See here for more on MedtecLIVE partner ZVEI Fachverband Elektromedizinische Technik.

Proximity to medical product manufacturers is key

Cable specialist Leoni Special Cables GmbH, one of the exhibitors at the new MedtecLIVE trade fair in Nuremberg and an experienced Medtech supplier, is equally confident about the future. “Medical technology sales in the 2017 financial year were positive, and enjoyed stronger growth than expected,” says Birte Wendeln of Leoni. “This trend is an ongoing part of current business developments.” Like Bursig, she has her eye on the global market: “In 2018, the focus will be on expanding the US medical market. The demand by OEMs is “local for local,” which is in line with the calls by the US administration. A sign of how our medical technology business will expand from here is the establishment of a local manufacturing facility for the North American region.” In this way, the company aims to position itself closer to the medical technology manufacturers, and also involve itself in the development of medical products at an earlier stage.

For further information about MedtecLIVE exhibitor Leoni, see here.

Maintain dialogue

Early dialogue between manufacturers and suppliers makes the transfer of design and development work easier in cases where the ultimate goal is to implement development results in production. For Professor Christian Johner, owner of the consulting firm that bears his name, this design transfer is more than just a need imposed by ISO 13485 and requiring documented implementation. Rather, he encourages the notion of treating design transfer as something more than an isolated handover at the end of the development process: “Production must understand which development demands are essential in terms of ensuring the benefit of the product to the patient and minimising the risks to patients, users and third parties.” Johner offers some practical tips: “As a consequence, Production needs to be involved in numerous stages of the development process, e.g. at the very point of specifying the product requirements. Design review meetings are one way of involving Production at an early stage.”

Holger Frank, CEO of Mechatronic AG, a development service firm specialising in the medical technology sector, believes a careful view of the entire innovation process is essential: “A well documented design transfer to Production and a transparent supply chain are key elements in working together with cooperation partners to take a development project to a successful conclusion.”

For further information about MedtecLIVE exhibitor Mechatronic AG, see here.

Wendeln draws on an example from Leoni to show that this iterative process offers clear advantages for the manufacturer: it is important to ensure right at the product design stage that cables do not become kinked, for example.
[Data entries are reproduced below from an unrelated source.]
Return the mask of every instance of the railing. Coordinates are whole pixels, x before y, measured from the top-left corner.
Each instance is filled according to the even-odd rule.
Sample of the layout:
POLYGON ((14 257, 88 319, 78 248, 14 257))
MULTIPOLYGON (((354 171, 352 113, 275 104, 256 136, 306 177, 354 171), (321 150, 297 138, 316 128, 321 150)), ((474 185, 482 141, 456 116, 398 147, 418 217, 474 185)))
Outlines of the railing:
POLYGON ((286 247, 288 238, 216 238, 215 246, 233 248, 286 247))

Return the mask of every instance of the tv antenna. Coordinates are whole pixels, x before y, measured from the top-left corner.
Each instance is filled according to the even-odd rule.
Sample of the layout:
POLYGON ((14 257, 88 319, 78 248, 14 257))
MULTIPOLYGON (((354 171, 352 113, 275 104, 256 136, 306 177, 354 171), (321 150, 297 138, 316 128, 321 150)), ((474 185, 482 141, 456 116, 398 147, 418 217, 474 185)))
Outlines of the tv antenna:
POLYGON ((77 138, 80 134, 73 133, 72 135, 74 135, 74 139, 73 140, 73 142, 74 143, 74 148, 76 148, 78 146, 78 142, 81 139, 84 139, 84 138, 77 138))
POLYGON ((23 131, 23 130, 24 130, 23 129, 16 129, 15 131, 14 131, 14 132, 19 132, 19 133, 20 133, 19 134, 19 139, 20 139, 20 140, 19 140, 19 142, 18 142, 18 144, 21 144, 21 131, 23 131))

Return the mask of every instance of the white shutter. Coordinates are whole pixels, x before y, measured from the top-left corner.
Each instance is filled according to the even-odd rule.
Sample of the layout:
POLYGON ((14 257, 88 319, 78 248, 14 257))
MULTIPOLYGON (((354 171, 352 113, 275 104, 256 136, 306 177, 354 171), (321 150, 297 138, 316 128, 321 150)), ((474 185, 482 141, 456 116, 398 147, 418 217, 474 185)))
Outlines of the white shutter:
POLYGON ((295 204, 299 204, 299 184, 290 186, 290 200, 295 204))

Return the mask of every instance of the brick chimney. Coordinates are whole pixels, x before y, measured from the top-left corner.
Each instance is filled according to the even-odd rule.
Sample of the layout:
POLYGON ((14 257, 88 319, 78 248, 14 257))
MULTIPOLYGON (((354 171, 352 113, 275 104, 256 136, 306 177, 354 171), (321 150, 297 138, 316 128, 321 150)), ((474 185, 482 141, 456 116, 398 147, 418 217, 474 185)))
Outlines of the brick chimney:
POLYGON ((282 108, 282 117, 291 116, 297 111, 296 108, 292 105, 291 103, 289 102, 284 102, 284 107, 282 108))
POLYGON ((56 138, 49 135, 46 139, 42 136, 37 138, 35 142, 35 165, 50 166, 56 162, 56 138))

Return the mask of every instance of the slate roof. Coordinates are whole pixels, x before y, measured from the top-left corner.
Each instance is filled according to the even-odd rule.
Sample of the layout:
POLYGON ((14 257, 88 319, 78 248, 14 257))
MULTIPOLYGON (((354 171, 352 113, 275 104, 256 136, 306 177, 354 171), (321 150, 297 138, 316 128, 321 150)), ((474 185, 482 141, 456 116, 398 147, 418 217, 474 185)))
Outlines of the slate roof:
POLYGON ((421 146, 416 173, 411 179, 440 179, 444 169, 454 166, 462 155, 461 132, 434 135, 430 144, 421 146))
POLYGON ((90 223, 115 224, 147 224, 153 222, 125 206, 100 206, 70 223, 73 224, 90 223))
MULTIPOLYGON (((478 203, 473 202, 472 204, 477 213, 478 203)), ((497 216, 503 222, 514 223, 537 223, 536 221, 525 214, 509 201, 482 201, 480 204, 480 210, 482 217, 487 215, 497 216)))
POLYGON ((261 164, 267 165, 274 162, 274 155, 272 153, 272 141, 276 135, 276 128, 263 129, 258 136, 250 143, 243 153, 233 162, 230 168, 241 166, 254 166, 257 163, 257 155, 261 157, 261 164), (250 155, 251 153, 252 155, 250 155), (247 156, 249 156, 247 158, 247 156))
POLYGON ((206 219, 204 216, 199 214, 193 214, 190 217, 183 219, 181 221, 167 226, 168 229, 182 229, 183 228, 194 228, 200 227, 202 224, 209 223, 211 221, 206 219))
Sometimes, the demands in terms of cable specifications are too stringent – for example, a manufacturer may design a product capable of withstanding millions of automatic sequences, even though the device is intended to be operated manually. In such cases, it is possible to aim a little lower than the specifications to save costs. “And sometimes we will say on the basis of experience that the demands on a product will actually be higher than the manufacturer originally planned,” says Wendeln. In such cases, the specifications need to be adjusted upwards at an early stage.

Design transfer is therefore not a one-way street in which the supplier must simply implement the manufacturer’s instructions to the letter. In the best case, suppliers and OEMs will develop the product together: the suppliers can provide their specific knowledge and as much expertise as possible regarding how the medical product will subsequently be used in hospitals, practice or other care environment. This practical knowledge will be available to interested suppliers at the MedTech Summit and MedtecLIVE via presentations and discussion with manufacturers.